Corruption is a governance issue - the failure of institutions, the moral decline of public life, lack of capacity to manage social, economic and political affairs by the rules of the game. The levels of corruption will be higher under such conditions.

The second point is that corruption is a crime of calculation, not one of passion. Corruption is an economic crime. Morality matters, of course, but given the level of public morality, the amount of corruption depends on economic calculations made by the parties involved in the corrupt activity.

Motivation

They are motivated by the benefits of the activity. They consider the probability of being caught, and if caught the expected penalty. Will it be immediate or in a few years when the incident is long forgotten? The corrupt individual will proceed if the benefit he could expect to reap from his corrupt activity minus the other factors like the moral cost and the probability of being caught would be greater and be of value to him according to his calculation.

Third, these calculations of benefits and costs have a systemic pattern. There is a formula for corrupt systems: C = M + D - A. Corruption equals monopoly plus discretion minus accountability. If a system gives an official monopoly power over goods or services, the discretion to decide how much and the manner of its distribution, while the system is itself not subject to accountability, then the system, will be manipulated to serve corrupt ends.

Difficult task

Let us now agree, for a moment that it is difficult in the short run to change the basic institutional, political and cultural settings. Let us also agree that we do not have a ready way to change people's morality, again at least, in the short run. Can we nevertheless prevent corruption?

The answer is yes, in the sense that we can reduce corruption but never eliminate it. Courageous leaders around the world have made impressive progress against corruption. The case of each country is different but the themes which emerge from their strategies might be helpful for leaders to follow.

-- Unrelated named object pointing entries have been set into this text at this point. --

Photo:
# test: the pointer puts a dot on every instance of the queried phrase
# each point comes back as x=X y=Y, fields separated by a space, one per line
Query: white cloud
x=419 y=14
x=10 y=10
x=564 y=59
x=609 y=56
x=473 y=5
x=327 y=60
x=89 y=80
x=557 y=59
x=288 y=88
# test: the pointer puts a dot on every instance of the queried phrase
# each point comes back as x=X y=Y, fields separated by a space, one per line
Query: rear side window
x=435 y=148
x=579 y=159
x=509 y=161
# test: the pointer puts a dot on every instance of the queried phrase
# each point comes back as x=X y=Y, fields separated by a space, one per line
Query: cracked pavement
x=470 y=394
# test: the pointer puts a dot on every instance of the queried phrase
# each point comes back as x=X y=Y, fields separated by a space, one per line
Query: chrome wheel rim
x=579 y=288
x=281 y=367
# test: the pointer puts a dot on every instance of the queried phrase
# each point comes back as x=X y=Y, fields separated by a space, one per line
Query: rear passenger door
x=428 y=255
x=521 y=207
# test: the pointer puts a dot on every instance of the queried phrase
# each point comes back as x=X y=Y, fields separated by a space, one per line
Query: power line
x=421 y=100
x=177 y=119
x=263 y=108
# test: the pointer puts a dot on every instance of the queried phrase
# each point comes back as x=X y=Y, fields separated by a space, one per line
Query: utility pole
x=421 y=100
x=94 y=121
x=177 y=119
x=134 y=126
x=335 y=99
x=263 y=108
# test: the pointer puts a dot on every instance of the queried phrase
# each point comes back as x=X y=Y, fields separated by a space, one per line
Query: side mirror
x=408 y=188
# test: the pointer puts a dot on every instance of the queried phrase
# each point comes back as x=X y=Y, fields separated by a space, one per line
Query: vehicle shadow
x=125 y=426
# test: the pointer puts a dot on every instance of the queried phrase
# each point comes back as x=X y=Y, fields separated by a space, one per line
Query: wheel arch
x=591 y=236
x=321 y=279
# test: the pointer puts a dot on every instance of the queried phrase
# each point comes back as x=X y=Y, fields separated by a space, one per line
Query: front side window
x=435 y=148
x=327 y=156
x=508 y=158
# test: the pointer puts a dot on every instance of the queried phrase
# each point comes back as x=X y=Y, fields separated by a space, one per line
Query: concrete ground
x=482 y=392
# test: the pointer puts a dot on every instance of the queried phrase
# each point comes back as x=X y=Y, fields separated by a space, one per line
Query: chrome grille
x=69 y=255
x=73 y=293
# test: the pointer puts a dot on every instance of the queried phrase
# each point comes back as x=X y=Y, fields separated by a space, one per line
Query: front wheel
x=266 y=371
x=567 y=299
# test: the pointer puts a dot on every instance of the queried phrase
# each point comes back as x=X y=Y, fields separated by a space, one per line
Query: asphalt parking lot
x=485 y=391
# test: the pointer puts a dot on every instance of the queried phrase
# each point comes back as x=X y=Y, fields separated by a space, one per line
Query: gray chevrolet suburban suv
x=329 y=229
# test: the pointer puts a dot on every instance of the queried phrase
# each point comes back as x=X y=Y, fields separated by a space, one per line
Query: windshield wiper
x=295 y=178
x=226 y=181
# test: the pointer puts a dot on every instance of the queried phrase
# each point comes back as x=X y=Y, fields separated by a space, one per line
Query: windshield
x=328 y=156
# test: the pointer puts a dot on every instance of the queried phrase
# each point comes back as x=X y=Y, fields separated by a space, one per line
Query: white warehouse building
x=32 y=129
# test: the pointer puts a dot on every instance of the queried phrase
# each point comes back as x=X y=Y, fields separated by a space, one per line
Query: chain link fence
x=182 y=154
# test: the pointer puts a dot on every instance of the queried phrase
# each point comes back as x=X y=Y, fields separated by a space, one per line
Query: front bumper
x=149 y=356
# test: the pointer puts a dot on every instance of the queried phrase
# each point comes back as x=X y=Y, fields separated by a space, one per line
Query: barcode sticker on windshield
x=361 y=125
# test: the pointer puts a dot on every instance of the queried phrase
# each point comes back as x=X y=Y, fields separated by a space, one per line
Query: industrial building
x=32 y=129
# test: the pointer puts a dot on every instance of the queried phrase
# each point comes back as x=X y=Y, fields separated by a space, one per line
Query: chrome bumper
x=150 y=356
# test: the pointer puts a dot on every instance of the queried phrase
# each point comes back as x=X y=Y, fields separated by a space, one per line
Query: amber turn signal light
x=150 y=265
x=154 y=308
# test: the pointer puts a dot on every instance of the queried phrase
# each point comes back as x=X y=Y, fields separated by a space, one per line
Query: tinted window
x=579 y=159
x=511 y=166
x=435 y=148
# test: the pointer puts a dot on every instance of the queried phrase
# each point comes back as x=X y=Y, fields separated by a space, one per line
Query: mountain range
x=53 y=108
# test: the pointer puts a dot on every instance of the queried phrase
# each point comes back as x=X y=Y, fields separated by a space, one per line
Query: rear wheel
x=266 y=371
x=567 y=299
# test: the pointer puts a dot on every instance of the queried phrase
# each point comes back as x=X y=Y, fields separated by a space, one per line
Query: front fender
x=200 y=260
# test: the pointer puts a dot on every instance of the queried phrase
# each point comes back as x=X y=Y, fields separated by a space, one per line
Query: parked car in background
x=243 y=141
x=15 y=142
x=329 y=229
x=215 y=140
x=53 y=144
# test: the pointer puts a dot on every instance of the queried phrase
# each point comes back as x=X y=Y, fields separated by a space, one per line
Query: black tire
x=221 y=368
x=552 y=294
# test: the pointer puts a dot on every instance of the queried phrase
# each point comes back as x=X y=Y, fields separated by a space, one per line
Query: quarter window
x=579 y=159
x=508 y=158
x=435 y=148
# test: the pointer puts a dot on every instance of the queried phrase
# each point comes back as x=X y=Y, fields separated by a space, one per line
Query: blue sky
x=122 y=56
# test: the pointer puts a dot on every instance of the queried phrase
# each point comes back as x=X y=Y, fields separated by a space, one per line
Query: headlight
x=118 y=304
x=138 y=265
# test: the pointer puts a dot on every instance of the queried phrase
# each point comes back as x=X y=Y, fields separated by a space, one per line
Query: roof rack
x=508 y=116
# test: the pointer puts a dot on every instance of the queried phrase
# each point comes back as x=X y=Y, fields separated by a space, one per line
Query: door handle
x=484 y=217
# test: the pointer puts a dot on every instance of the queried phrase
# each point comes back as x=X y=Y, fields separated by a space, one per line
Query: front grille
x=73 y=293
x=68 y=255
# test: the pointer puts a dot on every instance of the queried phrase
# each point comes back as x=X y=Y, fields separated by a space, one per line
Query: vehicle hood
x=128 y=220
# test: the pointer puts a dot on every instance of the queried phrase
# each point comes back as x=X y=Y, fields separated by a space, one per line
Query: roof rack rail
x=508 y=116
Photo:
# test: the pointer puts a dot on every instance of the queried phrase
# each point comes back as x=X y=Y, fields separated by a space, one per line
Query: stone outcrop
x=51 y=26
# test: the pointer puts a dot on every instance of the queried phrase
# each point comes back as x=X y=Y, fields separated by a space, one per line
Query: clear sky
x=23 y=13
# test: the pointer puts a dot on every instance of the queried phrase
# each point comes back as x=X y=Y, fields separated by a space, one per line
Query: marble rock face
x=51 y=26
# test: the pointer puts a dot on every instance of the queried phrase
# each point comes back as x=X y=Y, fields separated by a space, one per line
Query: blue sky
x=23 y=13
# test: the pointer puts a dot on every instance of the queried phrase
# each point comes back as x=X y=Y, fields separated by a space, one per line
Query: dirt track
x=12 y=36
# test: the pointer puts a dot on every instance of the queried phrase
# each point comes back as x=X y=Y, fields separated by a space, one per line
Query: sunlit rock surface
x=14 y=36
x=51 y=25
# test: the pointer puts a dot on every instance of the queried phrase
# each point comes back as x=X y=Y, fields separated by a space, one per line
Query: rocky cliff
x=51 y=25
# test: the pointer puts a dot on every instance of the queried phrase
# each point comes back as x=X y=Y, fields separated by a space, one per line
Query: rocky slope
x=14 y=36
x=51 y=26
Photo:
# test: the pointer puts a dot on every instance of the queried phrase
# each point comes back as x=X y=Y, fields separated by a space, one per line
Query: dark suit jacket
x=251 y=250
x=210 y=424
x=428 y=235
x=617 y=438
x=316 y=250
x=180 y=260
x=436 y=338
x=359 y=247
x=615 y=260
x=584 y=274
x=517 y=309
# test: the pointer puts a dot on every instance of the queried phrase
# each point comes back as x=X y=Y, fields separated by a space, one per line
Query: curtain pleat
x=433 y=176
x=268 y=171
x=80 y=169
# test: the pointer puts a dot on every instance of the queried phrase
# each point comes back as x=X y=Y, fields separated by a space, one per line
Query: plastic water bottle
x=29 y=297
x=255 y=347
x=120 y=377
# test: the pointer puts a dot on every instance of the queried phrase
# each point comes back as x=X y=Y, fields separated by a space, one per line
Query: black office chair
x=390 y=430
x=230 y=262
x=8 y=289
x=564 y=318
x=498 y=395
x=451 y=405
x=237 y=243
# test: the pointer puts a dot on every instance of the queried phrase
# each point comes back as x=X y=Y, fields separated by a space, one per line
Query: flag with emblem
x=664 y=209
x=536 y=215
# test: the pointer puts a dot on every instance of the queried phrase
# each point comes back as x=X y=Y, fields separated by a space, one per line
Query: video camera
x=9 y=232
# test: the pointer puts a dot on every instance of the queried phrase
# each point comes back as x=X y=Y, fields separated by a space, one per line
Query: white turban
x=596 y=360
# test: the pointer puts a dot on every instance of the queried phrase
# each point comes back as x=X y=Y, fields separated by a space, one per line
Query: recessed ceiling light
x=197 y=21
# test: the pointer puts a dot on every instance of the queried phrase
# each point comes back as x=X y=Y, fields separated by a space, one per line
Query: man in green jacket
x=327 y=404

They effect a change in the existing corrupt institutional culture. When corruption is systemic, the institutional culture grows sick. The norm is corruption; expectations are that corruption will continue. Cynicism and despair would be widespread.

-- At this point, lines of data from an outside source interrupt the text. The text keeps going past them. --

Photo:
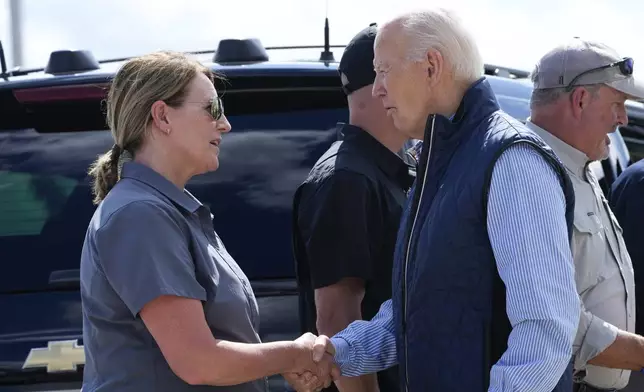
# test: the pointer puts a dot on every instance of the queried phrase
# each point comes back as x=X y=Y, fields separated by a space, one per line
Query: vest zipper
x=409 y=241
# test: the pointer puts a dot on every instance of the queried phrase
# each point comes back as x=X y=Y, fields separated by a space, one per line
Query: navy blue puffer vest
x=448 y=300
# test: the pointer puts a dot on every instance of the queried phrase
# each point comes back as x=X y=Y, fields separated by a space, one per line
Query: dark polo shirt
x=146 y=239
x=627 y=202
x=346 y=217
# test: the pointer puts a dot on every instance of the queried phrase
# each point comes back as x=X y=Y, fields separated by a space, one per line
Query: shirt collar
x=574 y=160
x=390 y=163
x=148 y=176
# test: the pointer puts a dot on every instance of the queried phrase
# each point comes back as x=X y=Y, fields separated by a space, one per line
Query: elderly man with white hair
x=484 y=294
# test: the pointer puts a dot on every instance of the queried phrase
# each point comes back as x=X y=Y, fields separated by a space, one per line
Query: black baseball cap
x=356 y=65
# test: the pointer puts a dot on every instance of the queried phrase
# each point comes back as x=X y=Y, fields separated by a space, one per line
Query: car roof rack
x=71 y=61
x=505 y=72
x=240 y=51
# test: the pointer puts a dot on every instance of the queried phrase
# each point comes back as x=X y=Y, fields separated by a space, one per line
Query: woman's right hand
x=314 y=367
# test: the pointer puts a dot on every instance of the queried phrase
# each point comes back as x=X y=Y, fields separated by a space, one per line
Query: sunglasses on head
x=625 y=67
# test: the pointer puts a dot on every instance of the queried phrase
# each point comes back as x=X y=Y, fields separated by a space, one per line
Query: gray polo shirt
x=146 y=239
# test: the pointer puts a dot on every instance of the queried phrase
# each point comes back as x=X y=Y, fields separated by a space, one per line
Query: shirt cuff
x=341 y=353
x=599 y=336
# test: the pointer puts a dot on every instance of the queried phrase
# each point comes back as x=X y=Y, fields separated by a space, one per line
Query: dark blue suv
x=52 y=127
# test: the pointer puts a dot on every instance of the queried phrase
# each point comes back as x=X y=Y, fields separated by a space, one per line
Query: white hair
x=442 y=30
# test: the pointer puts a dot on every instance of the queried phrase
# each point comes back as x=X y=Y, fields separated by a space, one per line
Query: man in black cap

There is a feeling of helplessness; change would seem impossible. However, there are leaders who have improved the institutional culture. What did the leaders do? They sent a strong signal of change. In corrupt societies, words counts for little. The culture of corruption contains the idea that big fish will swim free, the powerful would enjoy impunity. Successful leaders change this idea through impressive action, not just words.

One step is to fry some big fish.

Deeds not words

A second principle is to make an impact by 'picking low-hanging fruit'. Successful reformers create short-term successes that are highly visible and change expectations. They work through existing institutions. They strengthen their anti-corruption mechanism. They openly demonstrate a political will and a commitment to eradicate the menace, not merely by words but by concerted action.

They mobilise and co-ordinate a variety of resources inside and outside the government. The fight against corruption requires allies. The business community and civil society can provide information about where corruption does occur and how corrupt systems work.